A Memoir of Love and Loss

by Mary Jo Doig

ISBN: 978-1-63152-449-3
Publisher: She Writes Press

A memoir explores one woman’s topsy-turvy life.

Doig (Kitchen Table Stories, 2007, etc.) opens her book with the story of her parents. Joe and Audrey got married in 1940, and in 1942, the author was born. The young family moved around a lot, and the relationship between Joe and Audrey became increasingly rocky. They eventually divorced, and in 1962, Doig entered her own troubled marriage. In the pages that follow, the author explains her adulthood with its variety of ups and downs. She dropped out of college, suffered a horrific car accident, was abandoned by her first husband, struggled to return to college as a single mother, lost a child in another auto crash, and lived on a dairy farm with her second spouse. But such incidents are merely the beginning. Later in life, Doig became a foster-care caseworker, worked with a therapist on her own problems, and even spent some time in a mental institution. She looks back on her life with the benefit of psychoanalysis, reflecting, for instance, on how she found herself dissociating at her son’s funeral. But the account is at its most striking when it portrays indisputably stark events, with or without the benefit of psychoanalytical terms. The loss of Doig’s son is the sort of tragedy that never truly goes away.
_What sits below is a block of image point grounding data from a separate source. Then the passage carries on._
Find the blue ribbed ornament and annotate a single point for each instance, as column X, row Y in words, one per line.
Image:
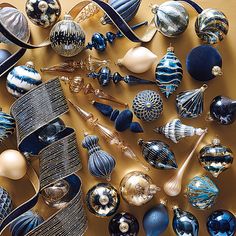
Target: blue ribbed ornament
column 5, row 204
column 7, row 125
column 25, row 223
column 100, row 163
column 169, row 73
column 202, row 192
column 156, row 220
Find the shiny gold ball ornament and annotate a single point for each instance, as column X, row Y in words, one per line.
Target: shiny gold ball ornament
column 67, row 37
column 137, row 189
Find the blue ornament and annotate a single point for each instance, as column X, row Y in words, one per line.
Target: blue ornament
column 220, row 223
column 5, row 204
column 169, row 73
column 21, row 79
column 202, row 192
column 184, row 223
column 25, row 223
column 156, row 220
column 147, row 105
column 204, row 63
column 100, row 163
column 7, row 125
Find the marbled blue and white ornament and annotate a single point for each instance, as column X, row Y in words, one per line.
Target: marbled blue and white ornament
column 169, row 73
column 21, row 79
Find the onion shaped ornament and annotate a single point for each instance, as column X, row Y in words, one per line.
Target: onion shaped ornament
column 126, row 8
column 100, row 163
column 169, row 73
column 189, row 103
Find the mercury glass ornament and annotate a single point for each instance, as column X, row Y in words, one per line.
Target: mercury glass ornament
column 211, row 26
column 103, row 200
column 147, row 105
column 202, row 192
column 67, row 37
column 123, row 224
column 171, row 18
column 43, row 13
column 137, row 189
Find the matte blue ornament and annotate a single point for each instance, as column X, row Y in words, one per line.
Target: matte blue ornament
column 204, row 63
column 184, row 223
column 156, row 220
column 5, row 204
column 220, row 223
column 25, row 223
column 169, row 73
column 202, row 192
column 100, row 163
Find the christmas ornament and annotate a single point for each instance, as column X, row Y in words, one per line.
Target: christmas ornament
column 137, row 60
column 221, row 222
column 215, row 157
column 202, row 192
column 6, row 205
column 57, row 195
column 158, row 154
column 123, row 224
column 147, row 105
column 103, row 200
column 204, row 63
column 100, row 163
column 190, row 103
column 25, row 223
column 67, row 37
column 171, row 18
column 175, row 130
column 137, row 189
column 43, row 13
column 156, row 220
column 21, row 79
column 17, row 24
column 184, row 223
column 223, row 110
column 127, row 9
column 169, row 73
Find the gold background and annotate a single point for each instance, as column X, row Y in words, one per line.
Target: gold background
column 225, row 85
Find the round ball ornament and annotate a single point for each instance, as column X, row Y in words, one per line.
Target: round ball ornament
column 123, row 224
column 147, row 105
column 22, row 79
column 67, row 37
column 43, row 13
column 171, row 18
column 204, row 63
column 221, row 222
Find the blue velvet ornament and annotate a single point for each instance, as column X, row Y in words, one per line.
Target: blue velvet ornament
column 220, row 223
column 204, row 63
column 156, row 220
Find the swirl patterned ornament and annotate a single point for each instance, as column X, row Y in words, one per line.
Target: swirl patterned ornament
column 211, row 26
column 169, row 73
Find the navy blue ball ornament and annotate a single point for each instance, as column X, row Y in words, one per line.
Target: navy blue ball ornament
column 123, row 224
column 184, row 223
column 221, row 222
column 25, row 223
column 156, row 220
column 204, row 63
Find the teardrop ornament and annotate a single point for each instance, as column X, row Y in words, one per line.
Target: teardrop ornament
column 169, row 73
column 175, row 130
column 189, row 103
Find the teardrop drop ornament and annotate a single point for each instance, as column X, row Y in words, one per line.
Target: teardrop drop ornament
column 169, row 73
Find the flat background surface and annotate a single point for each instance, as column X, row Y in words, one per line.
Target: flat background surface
column 21, row 190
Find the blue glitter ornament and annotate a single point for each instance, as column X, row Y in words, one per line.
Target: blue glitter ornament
column 169, row 73
column 184, row 223
column 220, row 223
column 202, row 192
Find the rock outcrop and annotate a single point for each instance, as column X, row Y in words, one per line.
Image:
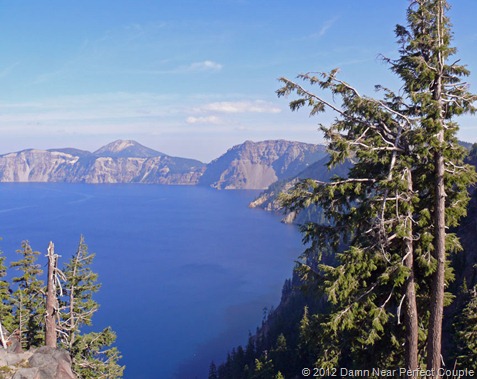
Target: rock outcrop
column 42, row 363
column 256, row 165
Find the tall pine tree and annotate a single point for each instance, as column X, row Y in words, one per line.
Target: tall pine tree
column 92, row 353
column 29, row 297
column 387, row 220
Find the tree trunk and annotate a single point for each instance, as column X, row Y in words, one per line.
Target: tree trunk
column 410, row 317
column 434, row 337
column 50, row 324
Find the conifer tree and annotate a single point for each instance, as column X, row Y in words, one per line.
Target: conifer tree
column 213, row 371
column 28, row 297
column 6, row 314
column 407, row 186
column 467, row 333
column 94, row 358
column 77, row 304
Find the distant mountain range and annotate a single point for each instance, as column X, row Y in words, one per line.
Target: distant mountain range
column 251, row 165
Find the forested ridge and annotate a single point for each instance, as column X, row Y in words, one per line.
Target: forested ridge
column 389, row 271
column 33, row 314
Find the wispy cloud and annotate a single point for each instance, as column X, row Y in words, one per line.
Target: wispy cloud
column 205, row 66
column 7, row 70
column 324, row 28
column 257, row 106
column 203, row 120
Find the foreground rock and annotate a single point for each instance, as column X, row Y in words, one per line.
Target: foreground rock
column 42, row 363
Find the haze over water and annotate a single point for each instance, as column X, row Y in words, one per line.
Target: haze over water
column 185, row 271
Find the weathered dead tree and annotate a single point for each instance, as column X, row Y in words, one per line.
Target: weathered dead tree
column 51, row 299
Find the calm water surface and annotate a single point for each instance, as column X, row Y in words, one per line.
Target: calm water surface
column 185, row 271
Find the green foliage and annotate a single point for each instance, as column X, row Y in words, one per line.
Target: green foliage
column 383, row 218
column 467, row 332
column 6, row 312
column 28, row 299
column 24, row 311
column 77, row 305
column 91, row 358
column 213, row 371
column 92, row 354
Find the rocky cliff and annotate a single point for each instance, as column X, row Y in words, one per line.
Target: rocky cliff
column 256, row 165
column 42, row 363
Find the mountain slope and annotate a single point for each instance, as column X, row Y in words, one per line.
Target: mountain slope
column 256, row 165
column 126, row 149
column 109, row 164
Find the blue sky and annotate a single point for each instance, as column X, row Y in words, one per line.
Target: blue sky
column 189, row 78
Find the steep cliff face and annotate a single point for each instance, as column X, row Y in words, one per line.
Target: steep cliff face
column 118, row 162
column 269, row 199
column 256, row 165
column 251, row 165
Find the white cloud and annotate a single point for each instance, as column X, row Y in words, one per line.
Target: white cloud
column 203, row 120
column 205, row 66
column 258, row 106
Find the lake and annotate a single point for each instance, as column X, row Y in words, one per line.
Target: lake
column 186, row 272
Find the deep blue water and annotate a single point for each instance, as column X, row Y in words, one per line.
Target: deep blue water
column 185, row 271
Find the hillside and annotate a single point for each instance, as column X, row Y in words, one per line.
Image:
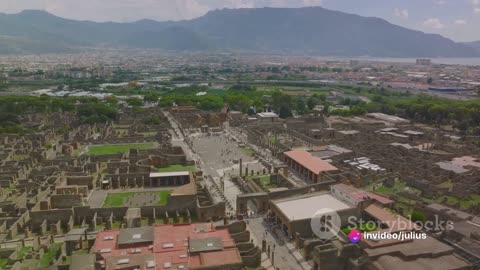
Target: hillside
column 312, row 30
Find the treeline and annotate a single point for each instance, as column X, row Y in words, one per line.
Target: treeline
column 89, row 110
column 462, row 115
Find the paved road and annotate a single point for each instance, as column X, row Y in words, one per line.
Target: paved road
column 286, row 257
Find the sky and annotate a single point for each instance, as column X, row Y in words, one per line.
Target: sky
column 455, row 19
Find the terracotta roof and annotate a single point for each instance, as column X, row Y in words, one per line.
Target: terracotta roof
column 310, row 162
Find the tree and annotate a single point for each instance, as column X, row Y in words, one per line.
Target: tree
column 151, row 97
column 418, row 216
column 300, row 106
column 312, row 102
column 134, row 102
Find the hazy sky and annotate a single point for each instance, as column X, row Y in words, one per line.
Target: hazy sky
column 455, row 19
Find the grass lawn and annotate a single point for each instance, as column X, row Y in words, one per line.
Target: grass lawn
column 177, row 168
column 116, row 148
column 23, row 251
column 116, row 199
column 368, row 227
column 464, row 203
column 53, row 250
column 3, row 262
column 248, row 151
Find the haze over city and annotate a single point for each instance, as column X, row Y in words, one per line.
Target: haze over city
column 239, row 135
column 456, row 19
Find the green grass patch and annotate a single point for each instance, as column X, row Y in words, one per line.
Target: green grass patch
column 248, row 151
column 446, row 184
column 3, row 262
column 177, row 168
column 22, row 252
column 118, row 148
column 53, row 251
column 117, row 199
column 368, row 227
column 474, row 199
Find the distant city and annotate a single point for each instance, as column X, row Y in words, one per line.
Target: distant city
column 126, row 157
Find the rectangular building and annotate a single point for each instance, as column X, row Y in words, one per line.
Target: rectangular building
column 307, row 165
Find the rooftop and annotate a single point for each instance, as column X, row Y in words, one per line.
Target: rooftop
column 135, row 235
column 169, row 174
column 267, row 115
column 312, row 163
column 360, row 195
column 305, row 206
column 167, row 247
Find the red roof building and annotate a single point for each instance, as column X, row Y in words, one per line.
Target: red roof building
column 186, row 246
column 307, row 165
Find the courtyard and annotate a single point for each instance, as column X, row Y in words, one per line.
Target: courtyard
column 136, row 199
column 118, row 148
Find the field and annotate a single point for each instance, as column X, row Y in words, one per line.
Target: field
column 177, row 168
column 135, row 198
column 118, row 148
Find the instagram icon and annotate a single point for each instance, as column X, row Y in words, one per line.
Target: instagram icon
column 355, row 236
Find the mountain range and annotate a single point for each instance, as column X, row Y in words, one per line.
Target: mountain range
column 310, row 30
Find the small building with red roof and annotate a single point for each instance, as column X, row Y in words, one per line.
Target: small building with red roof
column 307, row 165
column 185, row 246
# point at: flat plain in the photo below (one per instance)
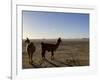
(70, 53)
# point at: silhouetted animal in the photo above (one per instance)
(30, 49)
(50, 48)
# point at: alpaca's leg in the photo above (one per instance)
(52, 55)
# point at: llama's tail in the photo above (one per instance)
(42, 43)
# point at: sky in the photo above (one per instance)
(51, 25)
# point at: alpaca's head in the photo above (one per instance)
(27, 41)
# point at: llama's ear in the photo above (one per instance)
(27, 39)
(59, 37)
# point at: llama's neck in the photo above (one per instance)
(57, 44)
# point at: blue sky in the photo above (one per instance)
(49, 25)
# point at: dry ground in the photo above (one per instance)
(70, 53)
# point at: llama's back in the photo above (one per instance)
(48, 47)
(31, 48)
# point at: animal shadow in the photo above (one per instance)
(52, 63)
(35, 65)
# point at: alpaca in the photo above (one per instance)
(30, 49)
(50, 48)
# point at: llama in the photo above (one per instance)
(50, 48)
(30, 49)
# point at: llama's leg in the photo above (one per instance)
(31, 57)
(52, 55)
(43, 57)
(43, 54)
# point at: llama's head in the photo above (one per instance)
(27, 41)
(59, 40)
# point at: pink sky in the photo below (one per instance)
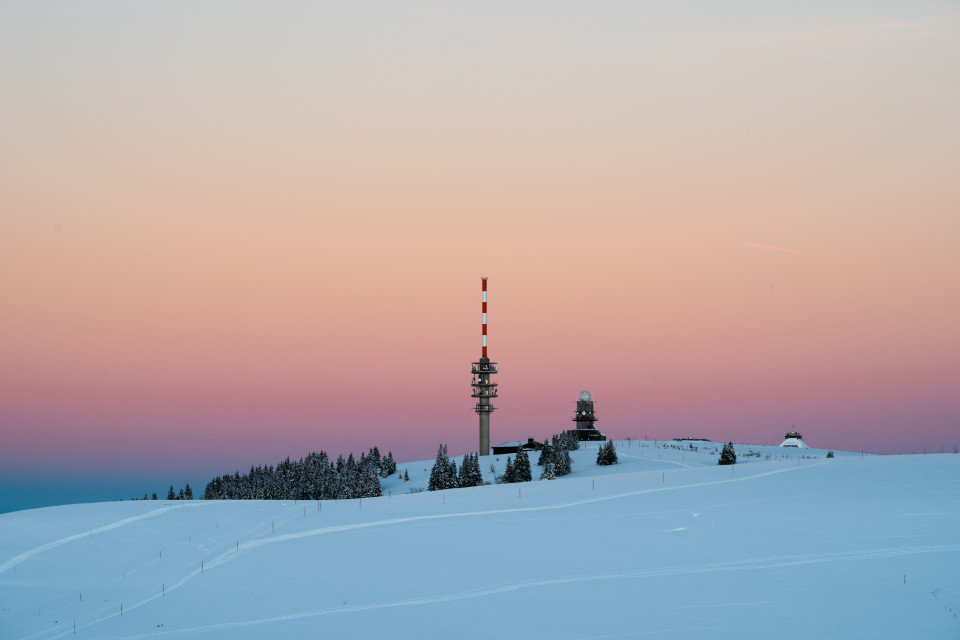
(232, 235)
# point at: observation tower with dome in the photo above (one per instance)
(586, 431)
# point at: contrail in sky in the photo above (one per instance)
(768, 247)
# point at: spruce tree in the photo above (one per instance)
(546, 454)
(440, 470)
(562, 465)
(521, 469)
(509, 474)
(388, 466)
(728, 455)
(607, 454)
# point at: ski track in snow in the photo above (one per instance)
(233, 553)
(56, 543)
(771, 562)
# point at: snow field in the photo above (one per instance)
(665, 544)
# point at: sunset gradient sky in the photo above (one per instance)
(236, 231)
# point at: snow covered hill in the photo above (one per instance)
(783, 544)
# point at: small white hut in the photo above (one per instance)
(794, 440)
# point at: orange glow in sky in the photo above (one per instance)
(229, 234)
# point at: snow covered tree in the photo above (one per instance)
(562, 464)
(728, 455)
(509, 473)
(470, 475)
(388, 466)
(546, 454)
(569, 442)
(521, 469)
(440, 474)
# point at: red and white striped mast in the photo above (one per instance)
(483, 315)
(483, 389)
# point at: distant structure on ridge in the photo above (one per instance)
(483, 389)
(795, 440)
(586, 431)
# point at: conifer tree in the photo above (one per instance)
(562, 465)
(728, 455)
(546, 454)
(607, 454)
(509, 473)
(440, 471)
(388, 466)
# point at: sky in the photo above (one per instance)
(236, 232)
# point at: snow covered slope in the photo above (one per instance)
(665, 544)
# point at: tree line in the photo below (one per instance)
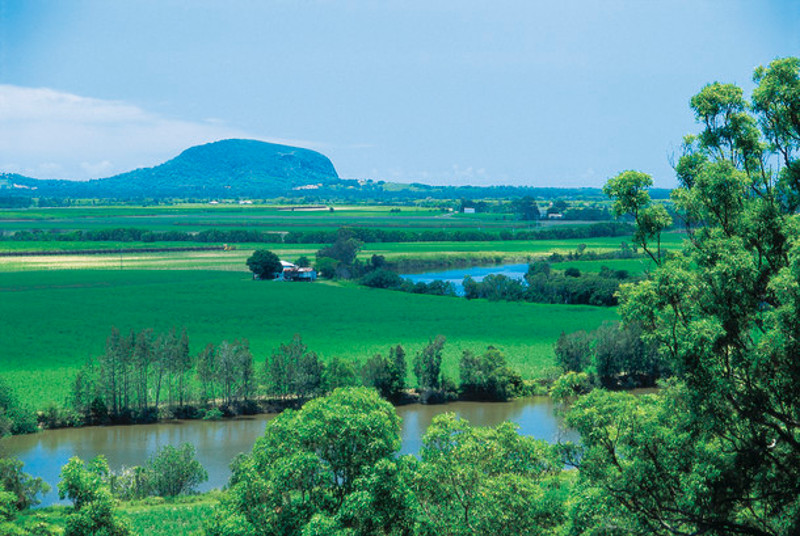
(541, 284)
(365, 234)
(144, 377)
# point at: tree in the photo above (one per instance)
(428, 364)
(485, 481)
(488, 376)
(15, 418)
(629, 192)
(344, 249)
(174, 471)
(302, 473)
(24, 488)
(527, 209)
(573, 351)
(264, 264)
(292, 370)
(716, 453)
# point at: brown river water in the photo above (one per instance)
(217, 442)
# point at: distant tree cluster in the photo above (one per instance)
(363, 234)
(143, 377)
(133, 377)
(613, 356)
(15, 417)
(332, 468)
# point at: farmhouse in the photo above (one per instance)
(292, 272)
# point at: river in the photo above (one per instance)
(457, 275)
(217, 442)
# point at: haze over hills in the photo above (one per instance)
(237, 168)
(227, 168)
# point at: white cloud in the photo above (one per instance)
(50, 134)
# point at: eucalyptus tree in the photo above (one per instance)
(717, 452)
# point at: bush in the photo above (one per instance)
(264, 264)
(382, 278)
(174, 471)
(14, 417)
(488, 377)
(22, 486)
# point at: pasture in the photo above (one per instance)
(52, 321)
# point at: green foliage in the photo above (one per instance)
(387, 375)
(82, 484)
(716, 451)
(344, 249)
(613, 355)
(570, 385)
(484, 481)
(219, 305)
(628, 190)
(292, 370)
(88, 489)
(339, 372)
(428, 364)
(488, 376)
(264, 264)
(574, 351)
(15, 418)
(22, 486)
(382, 278)
(174, 471)
(310, 466)
(526, 208)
Later, the author, whose relationship with her father was frequently fraught, found herself escorting him to one last visit to his favorite bar before taking him to the nursing home where he would ultimately die. While the scene may be mundane, it deftly incorporates a range of emotions, none of which are happy ones. But at times, the language of therapy can cut into otherwise powerful episodes. At one point, Doig explains how she and her daughters learned “healthier expressions of anger,” though that description does not make for the most stirring prose. Nevertheless, in the end, readers should come away with honest insights gleaned from a life of personal trials.

A detailed, engaging account even though portions veer into wordy self-analysis.